Tag Archives: Thomsen’s diagram

Week 6

29 Aug

This is week 6. Can’t believe that, this semster has 6 weeks left.

I find a really interesting and useful article writen by Peter and Nick today which is highly relative with today’s lecture–Thomsen diagram. We had been practiced with Multi-demensional modelling several weeks, except dashboard, cycstal report, the third format of presentation layer is pivot table.  After reading the article of Peter and Nick (2004), I think I get a further understand of pivot table and Thomsen diagram.

There are several software tools to get access of OLAP data. Originally, pivot table which is  a flexible spreadsheet style interface widely used by managers through dropping and dragging the dimensions. However, in reality, pivot table is difficult to use. For example, in order to use a pivot table to search for data in an OLAP database, users always have a lots of work to do. Besides, if users want to understand the meaning of data, it always need users to understand the complex multi-demensional data structure they are manipulating. As a result, alternative interface for accessing OLAP data is developed by Erik Thomsen which is named “Thomsen diagram”. In Thomsen diagram, the dimensions are shown as line segments and measures are simply listed to the right of the line segments. This format is easily for end users to understand. To support the argument of Thomsen diagram is an effective method to access OLAP than pivot table, Peter and Nick (2004) carried out an experiment that they choose few subjects which is related with OLAP-based systems and there are also 50 graduate students participate. This is really a complicated test and there are seven hypothesis. Whatever, the result obtained from this test is that the pivot table is not a very effective tool that users do not have background of excel performed badly.

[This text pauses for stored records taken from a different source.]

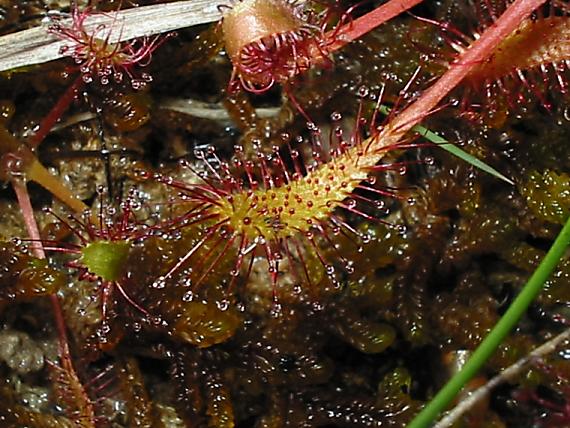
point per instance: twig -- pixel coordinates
(508, 374)
(36, 45)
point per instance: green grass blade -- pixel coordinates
(488, 346)
(453, 149)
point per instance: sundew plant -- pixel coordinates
(284, 214)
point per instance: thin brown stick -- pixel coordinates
(506, 375)
(36, 45)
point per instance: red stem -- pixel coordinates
(56, 112)
(360, 26)
(478, 52)
(38, 251)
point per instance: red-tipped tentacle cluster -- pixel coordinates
(272, 41)
(284, 208)
(521, 67)
(99, 54)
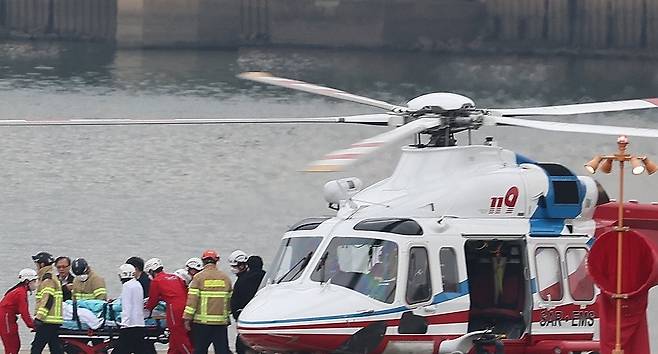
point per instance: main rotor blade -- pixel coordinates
(368, 119)
(575, 127)
(268, 78)
(339, 160)
(596, 107)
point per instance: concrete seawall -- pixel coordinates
(519, 25)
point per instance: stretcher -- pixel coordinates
(97, 341)
(81, 334)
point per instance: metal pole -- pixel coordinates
(621, 157)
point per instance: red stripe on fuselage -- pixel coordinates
(446, 318)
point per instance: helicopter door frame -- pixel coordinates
(429, 264)
(515, 249)
(554, 317)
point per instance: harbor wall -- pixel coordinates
(513, 25)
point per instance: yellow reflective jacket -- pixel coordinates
(91, 289)
(208, 297)
(49, 297)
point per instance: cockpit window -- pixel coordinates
(366, 265)
(292, 258)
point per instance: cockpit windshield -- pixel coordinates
(292, 258)
(366, 265)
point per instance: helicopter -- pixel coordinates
(461, 249)
(417, 264)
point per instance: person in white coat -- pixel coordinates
(132, 331)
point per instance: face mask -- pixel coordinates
(236, 270)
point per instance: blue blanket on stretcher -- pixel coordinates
(107, 314)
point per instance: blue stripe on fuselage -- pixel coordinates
(462, 289)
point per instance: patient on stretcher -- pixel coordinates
(96, 314)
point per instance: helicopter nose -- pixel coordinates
(319, 318)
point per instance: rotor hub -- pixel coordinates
(440, 101)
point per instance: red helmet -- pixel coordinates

Actually, from today’s lecture and the reading by Peter and Nick, I think pivot table and Thomsen diagram has their own limitations. For instance, pivot table is flexible but at the same time, is has much flaws that users could just click + or – to display the data in the row and column. Compared with spreadsheet, users of pivot table could not manipulate data by themselves. About the limitations of Thomsen diagram, it will be complicated if the data in the dimension is complicated and has very big volumn. Such as the customer dimension in the telecommunication company. If this kind of data listed in the format of Thomsen diagram, there will be numerous line segments and the number of level will be huge. To sum up, there are several kinds of tools to access OLAP data, sometimes Thomsen diagram might be more effective than pivot table, it totaly depend on the situation of data demension, I think.

In this week’s tutorial, I practice the software named Business Intelligence Development studio. Through this software, we can realize creating and managing OLAP projects in SQL Server Analysis Services. After creating a new analysis service project, we import data from outsourced Access database and then create the data source view and cube step by step, finally we get the dimensions successfully. From practice, I learned something really useful:

  • BI Development studio includes the analysis service project for OLAP and data mining. Analysis service project includes dimensions, mining structures, data sources and data source views.


  • once the cube has been created, it should be deploy the project. It should also be deployed after any changed are made
  • make sure server is running before deploy the project
  • select useful attributes in the procedure of changing data view to cube
  • Data view is the filtered view of original database, it can create the hierarchy in the data view.
  • The data in the data cube is different that it will not change the oringinal structure of data if any manipulations happened in the OLAP.
  • once the cube is deployed, we can use pivot table to access the cube.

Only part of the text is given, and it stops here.